Laparoscopic Hysterectomy

A laparoscopic hysterectomy is the removal of the uterus (womb) using minimally invasive, or ‘key-hole’, surgery through small abdominal incisions. It is an alternative to abdominal hysterectomy, where a larger transverse or vertical incision is made in the abdomen, but is not intended to replace vaginal hysterectomy if this is possible. It is intended to be an extended day case procedure meaning you will go home first thing the next day.

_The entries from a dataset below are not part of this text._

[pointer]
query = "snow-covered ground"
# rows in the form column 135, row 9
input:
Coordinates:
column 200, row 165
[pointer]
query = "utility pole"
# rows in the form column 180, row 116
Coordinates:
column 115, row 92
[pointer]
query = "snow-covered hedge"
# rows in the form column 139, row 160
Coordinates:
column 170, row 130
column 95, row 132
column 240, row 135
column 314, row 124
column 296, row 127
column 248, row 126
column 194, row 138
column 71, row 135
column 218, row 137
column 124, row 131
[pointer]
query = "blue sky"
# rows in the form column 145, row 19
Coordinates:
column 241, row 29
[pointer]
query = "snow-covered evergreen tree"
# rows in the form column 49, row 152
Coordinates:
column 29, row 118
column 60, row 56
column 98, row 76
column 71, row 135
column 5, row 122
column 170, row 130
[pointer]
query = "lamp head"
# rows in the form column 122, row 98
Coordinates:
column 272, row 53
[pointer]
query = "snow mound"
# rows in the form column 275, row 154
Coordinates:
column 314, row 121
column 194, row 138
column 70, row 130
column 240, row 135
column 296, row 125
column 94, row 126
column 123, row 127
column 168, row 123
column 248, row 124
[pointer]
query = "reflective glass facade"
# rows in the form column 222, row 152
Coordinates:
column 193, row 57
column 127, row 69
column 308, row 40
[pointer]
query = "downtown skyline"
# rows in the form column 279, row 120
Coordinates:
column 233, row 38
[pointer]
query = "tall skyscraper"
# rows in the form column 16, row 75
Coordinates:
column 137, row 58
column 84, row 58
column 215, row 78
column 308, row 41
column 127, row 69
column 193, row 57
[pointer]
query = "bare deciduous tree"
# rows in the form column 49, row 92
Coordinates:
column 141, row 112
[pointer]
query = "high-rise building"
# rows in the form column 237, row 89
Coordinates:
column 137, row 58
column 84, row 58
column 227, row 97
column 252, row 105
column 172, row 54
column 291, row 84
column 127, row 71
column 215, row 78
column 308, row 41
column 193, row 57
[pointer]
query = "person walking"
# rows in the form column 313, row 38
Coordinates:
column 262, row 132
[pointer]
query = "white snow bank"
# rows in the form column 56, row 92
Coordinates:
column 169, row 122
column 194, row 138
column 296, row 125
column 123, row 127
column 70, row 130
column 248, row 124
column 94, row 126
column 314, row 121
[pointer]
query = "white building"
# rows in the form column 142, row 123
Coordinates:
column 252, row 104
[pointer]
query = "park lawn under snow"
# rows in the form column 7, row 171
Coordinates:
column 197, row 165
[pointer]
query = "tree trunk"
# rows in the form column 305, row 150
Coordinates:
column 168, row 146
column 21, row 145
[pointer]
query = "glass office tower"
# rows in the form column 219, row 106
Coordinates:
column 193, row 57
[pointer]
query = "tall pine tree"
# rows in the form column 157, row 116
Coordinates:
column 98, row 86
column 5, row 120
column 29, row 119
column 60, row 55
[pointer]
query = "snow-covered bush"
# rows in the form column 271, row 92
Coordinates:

There are three different types of hysterectomy that can be performed laparoscopically:

  • Total Hysterectomy – removal of the womb and cervix
  • Total Hysterectomy and removal of the ovaries and fallopian tubes
  • Sub-Total Hysterectomy – removal of the ‘body’ of the womb leaving the cervix

How is the operation performed?
A small telescope is passed through a small incision in the abdomen (usually the belly button).  The abdomen is gently inflated with carbon dioxide to separate the tissues and allow space within the pelvis to operate.

Three further small incisions are made to allow instruments to be passed in to the abdomen to perform the operation.  These incisions are closed with dissolvable stitches and covered with a small waterproof plaster.

Advantages of Laparoscopic Hysterectomy over Abdominal Hysterectomy
By using keyhole surgery there is less post operative pain, less blood loss, fewer wound infections, less scarring, shorter hospital stay and quicker return to full normal activity

Injury to surrounding structures / organs
There is a small risk of accidental injury to the bowel, blood vessels, the bladder or the ureters (the tubes from the kidney to the bladder). The incidence of injury to the ureters is greater in laparoscopic hysterectomy than abdominal hysterectomy (1.1% v’s 0.2%). If such complications occur, a larger incision (laparotomy) may be required to do the necessary repair.

All surgeons should be able to provide you with detailed information of their complication rates. Mr Carpenter’s complication rate for laparoscopic hysterectomy is shown in the table below.

Complication NICE Heavy menstrual bleeding guideline (Clinical Guideline 44 Jan 07) NICE Lap. techniques for hysterectomy  (Interven. Proc. Guid. 239  Nov 07) NICE Lap Hysterectomy for Endometrial Cancer (Interven. Proc. Guid. 356  Sept 10)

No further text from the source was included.